Question 1. Why can’t I just get data from a few different cities and run the regression of “Crime” on “Police” to understand how more cops in the streets affect crime? (“Crime” refers to some measure of crime rate and “Police” measures the number of cops in a city.)
Answer: In this question of “Crime” and “Police”, there is a problem of endogeneity circle. if we use the simple linear regression model \[y=\beta_1+\beta_2 * x+u\], there is a problem of endogeneity, i.e. \(E(xu)≠0\). Under this circumstance, inconsistency of OLS arises due to the fact that changes in x(police force) are associated not only with changes in y(crime), but also change in u.

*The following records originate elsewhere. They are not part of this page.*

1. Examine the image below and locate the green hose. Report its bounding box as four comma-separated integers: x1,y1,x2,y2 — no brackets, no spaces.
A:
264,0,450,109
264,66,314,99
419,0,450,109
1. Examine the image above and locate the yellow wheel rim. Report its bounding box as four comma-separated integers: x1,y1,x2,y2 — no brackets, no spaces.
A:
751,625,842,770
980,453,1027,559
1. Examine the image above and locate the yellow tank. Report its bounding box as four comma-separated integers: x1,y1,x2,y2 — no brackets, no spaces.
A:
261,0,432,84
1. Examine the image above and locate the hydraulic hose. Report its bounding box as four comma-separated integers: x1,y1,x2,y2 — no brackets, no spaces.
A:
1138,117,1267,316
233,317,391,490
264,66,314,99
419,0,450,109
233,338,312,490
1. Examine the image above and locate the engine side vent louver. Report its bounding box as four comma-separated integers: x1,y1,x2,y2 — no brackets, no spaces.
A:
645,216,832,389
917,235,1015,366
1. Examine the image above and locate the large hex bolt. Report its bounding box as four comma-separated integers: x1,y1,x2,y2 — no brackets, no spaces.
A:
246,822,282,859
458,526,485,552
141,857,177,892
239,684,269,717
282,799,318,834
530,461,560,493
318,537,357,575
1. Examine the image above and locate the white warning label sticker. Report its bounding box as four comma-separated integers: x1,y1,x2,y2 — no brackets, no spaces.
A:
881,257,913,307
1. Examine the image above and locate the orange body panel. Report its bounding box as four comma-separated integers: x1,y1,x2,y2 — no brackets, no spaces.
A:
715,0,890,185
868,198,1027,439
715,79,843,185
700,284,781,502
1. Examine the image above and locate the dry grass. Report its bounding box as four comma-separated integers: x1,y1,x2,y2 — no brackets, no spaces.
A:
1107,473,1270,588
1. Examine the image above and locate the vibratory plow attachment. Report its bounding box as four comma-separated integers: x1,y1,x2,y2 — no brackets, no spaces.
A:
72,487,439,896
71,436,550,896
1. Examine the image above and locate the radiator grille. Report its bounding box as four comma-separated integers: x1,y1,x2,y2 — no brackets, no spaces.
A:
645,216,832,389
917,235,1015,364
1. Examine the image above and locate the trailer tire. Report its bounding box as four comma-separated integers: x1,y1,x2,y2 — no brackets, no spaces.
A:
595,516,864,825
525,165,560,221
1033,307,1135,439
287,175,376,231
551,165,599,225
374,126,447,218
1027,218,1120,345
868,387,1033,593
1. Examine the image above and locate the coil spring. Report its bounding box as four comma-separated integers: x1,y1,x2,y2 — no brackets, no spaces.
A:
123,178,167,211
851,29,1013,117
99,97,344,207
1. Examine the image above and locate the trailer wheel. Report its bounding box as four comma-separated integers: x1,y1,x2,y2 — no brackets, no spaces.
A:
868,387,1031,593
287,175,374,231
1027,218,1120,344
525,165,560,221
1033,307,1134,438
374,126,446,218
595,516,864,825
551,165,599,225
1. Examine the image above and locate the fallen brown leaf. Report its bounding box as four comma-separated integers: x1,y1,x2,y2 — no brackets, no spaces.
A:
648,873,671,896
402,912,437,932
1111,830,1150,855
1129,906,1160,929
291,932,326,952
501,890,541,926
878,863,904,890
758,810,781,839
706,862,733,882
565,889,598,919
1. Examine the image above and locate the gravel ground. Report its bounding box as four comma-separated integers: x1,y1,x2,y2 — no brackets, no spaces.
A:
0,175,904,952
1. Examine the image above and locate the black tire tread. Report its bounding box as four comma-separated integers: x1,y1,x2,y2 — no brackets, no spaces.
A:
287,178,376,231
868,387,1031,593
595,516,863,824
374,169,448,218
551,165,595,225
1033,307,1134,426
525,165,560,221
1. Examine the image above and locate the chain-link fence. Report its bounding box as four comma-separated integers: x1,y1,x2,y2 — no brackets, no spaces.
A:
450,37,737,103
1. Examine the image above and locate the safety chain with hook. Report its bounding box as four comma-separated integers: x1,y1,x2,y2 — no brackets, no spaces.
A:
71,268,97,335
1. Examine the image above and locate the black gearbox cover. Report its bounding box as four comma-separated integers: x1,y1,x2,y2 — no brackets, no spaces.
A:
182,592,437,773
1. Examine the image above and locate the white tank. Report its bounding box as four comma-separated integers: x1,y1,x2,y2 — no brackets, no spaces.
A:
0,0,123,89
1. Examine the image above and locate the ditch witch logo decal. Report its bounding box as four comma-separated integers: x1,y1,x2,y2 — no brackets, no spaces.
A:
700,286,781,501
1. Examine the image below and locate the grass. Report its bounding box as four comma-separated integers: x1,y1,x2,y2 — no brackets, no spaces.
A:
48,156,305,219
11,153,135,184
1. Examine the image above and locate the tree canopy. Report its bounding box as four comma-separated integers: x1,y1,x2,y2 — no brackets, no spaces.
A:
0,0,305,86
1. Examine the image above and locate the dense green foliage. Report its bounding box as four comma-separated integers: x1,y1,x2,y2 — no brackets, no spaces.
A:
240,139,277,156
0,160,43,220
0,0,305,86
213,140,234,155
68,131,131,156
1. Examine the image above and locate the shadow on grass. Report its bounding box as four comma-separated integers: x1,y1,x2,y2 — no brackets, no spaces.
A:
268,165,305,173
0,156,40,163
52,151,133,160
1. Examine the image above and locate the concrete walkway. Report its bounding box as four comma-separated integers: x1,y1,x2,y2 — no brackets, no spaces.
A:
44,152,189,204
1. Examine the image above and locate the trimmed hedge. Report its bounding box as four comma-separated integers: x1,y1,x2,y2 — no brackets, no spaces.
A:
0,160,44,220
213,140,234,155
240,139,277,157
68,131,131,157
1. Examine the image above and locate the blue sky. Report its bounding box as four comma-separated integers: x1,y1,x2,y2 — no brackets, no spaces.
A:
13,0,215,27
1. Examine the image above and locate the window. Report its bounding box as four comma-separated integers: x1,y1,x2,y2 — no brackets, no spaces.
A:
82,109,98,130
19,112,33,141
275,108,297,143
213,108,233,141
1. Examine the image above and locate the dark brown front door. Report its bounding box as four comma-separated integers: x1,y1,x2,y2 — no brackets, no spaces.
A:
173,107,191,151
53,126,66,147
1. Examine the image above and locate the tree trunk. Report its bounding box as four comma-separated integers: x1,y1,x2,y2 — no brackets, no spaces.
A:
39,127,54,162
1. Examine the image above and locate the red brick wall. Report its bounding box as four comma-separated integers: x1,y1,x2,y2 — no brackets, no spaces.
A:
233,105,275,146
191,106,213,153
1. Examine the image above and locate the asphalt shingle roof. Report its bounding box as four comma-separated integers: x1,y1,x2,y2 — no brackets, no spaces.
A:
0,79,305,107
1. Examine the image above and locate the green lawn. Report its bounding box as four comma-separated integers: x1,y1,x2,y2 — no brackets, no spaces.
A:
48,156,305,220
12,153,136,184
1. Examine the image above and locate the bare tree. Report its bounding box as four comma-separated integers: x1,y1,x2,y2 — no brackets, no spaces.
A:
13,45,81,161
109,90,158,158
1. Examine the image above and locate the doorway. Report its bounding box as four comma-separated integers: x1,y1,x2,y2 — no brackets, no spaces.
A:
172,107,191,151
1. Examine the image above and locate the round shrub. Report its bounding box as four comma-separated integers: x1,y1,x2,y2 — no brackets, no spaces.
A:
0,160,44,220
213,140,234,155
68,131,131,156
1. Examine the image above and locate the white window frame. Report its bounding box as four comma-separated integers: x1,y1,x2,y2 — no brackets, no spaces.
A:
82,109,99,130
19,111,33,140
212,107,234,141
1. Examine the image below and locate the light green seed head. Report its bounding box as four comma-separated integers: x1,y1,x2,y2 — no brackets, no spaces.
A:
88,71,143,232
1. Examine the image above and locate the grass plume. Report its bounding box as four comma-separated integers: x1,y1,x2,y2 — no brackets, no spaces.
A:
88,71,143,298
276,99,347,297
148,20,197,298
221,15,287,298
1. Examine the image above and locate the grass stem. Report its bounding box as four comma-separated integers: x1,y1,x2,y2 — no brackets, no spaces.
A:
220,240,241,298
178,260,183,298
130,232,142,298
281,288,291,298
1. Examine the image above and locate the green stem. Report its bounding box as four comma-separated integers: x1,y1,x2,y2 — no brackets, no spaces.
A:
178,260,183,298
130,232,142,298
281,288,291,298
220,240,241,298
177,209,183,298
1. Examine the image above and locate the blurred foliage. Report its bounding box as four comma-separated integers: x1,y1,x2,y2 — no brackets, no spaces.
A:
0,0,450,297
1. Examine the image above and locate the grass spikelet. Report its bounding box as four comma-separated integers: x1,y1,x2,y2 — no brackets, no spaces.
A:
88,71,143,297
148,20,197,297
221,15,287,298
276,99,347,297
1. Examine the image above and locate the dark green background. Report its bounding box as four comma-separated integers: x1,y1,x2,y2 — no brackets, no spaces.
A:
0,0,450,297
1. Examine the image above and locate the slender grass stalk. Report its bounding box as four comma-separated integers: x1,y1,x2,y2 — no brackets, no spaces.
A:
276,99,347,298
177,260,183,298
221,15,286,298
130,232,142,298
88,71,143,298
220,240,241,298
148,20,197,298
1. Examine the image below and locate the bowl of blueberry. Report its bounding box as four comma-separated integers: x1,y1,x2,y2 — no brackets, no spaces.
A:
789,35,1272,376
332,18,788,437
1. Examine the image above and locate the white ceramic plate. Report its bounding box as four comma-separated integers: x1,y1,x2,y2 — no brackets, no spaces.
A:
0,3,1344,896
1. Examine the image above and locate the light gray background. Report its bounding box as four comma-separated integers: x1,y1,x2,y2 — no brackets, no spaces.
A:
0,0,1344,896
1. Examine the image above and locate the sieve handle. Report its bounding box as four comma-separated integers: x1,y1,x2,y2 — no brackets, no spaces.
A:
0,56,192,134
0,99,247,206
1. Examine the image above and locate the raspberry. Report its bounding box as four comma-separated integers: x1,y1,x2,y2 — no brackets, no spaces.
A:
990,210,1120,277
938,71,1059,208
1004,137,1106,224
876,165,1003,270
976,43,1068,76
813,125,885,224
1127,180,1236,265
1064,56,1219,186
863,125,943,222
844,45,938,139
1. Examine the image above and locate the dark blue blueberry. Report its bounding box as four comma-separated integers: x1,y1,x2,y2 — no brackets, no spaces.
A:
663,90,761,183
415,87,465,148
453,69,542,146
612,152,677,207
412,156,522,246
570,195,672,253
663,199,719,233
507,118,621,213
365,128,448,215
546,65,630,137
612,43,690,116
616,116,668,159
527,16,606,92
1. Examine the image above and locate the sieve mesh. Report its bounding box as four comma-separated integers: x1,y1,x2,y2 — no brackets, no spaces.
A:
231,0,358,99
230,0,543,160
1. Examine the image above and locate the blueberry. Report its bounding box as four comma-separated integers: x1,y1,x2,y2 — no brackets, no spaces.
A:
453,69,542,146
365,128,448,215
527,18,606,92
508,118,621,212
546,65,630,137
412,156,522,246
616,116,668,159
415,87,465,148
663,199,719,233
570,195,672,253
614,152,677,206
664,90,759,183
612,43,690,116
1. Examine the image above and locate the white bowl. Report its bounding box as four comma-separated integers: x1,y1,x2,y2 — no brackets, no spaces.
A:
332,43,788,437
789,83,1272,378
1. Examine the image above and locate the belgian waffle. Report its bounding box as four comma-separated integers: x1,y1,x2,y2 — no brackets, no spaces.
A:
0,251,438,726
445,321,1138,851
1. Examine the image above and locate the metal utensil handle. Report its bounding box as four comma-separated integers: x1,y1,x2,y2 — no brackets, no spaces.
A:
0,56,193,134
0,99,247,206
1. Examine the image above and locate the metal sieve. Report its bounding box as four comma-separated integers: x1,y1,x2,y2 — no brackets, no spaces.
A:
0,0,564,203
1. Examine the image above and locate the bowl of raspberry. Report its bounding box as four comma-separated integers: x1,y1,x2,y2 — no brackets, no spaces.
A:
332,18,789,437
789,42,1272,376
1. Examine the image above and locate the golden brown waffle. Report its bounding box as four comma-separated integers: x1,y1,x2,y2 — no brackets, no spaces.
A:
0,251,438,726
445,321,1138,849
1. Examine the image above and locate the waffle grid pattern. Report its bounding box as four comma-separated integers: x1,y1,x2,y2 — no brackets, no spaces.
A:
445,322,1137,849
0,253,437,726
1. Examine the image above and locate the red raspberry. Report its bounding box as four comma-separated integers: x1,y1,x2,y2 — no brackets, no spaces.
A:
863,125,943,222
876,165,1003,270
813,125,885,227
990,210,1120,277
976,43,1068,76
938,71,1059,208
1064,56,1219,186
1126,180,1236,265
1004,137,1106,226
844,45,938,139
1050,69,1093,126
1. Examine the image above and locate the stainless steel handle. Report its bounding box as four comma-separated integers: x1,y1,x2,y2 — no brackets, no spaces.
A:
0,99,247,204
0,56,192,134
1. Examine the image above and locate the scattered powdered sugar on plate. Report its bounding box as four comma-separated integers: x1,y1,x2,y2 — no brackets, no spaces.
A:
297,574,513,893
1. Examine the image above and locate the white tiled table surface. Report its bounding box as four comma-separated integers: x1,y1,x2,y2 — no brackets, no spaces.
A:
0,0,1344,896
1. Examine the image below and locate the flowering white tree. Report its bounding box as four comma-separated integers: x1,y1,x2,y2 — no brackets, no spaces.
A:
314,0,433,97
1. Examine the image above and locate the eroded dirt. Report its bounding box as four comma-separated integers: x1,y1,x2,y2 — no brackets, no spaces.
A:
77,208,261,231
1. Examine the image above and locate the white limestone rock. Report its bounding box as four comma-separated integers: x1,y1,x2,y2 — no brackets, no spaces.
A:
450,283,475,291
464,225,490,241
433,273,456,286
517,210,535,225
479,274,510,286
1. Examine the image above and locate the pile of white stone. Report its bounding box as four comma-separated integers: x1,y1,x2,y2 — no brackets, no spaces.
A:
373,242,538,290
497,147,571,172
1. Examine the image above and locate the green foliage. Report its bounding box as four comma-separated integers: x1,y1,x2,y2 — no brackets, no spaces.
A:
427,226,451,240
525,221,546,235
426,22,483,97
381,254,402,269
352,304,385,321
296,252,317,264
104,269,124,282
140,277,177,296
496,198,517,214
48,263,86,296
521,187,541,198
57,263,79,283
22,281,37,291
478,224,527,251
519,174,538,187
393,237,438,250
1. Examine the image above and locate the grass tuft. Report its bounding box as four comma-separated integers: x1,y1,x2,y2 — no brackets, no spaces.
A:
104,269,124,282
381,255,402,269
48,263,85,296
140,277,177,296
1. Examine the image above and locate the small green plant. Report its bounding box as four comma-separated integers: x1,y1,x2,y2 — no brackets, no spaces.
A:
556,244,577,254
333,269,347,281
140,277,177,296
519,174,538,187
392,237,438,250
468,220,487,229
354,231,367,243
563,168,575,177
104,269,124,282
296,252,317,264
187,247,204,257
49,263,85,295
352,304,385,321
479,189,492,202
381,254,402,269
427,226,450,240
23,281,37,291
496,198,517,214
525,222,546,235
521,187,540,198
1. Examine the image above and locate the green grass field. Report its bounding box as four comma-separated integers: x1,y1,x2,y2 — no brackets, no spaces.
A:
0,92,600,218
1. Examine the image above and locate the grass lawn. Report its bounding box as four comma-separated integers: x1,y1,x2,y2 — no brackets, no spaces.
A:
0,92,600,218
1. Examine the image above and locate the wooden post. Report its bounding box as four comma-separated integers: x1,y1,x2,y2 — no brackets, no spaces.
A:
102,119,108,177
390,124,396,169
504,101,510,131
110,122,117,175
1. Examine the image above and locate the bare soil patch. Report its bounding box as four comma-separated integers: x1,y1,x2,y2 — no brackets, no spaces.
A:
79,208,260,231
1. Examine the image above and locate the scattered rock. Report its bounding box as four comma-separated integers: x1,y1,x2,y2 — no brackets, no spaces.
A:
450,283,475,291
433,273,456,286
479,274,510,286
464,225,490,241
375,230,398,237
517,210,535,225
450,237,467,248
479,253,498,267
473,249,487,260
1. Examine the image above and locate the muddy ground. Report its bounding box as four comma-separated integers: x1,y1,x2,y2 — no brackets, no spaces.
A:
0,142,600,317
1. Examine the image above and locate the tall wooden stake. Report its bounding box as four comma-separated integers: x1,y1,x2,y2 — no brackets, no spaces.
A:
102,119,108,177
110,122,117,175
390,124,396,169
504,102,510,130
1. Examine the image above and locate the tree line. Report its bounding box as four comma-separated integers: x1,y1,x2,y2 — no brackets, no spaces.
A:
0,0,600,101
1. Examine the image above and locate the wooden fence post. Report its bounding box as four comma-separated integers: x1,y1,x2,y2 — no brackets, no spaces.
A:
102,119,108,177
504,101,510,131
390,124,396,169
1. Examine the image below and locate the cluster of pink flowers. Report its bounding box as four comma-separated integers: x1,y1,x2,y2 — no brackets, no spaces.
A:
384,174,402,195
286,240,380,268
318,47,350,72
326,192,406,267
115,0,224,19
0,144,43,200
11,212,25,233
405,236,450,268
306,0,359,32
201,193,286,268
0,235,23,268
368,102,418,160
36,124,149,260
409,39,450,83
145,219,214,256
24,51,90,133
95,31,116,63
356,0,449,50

Question2. How were the researchers from UPenn able to isolate this effect? Briefly describe their approach and discuss their result in the “Table 2” below, from the researchers’ paper.
Answer: In this paper, the authors use a “high-alert periods” dummy variable to break the circle of endogeneity so that to estimate the effect of police on crime. The reason why the authors choose “high-alert periods” is that the primary purpose of the HSAS is to inform and coordinate the anti-terrorism efforts of all federal agencies. So, the level of alert will directly impact the number of police on the specific district. In addition, the authors use daily data to make sure the “treatment windows” are short. Plus, they chose data which includes the information repeated terror alert, so it reduces the possibility of spurious correlation. Furthermore, the model also uses a “Metro ridership” variable to test whether there is a correlation between tourism and crime. At last, the authors use dummy variables for each day of the week to control for day effects.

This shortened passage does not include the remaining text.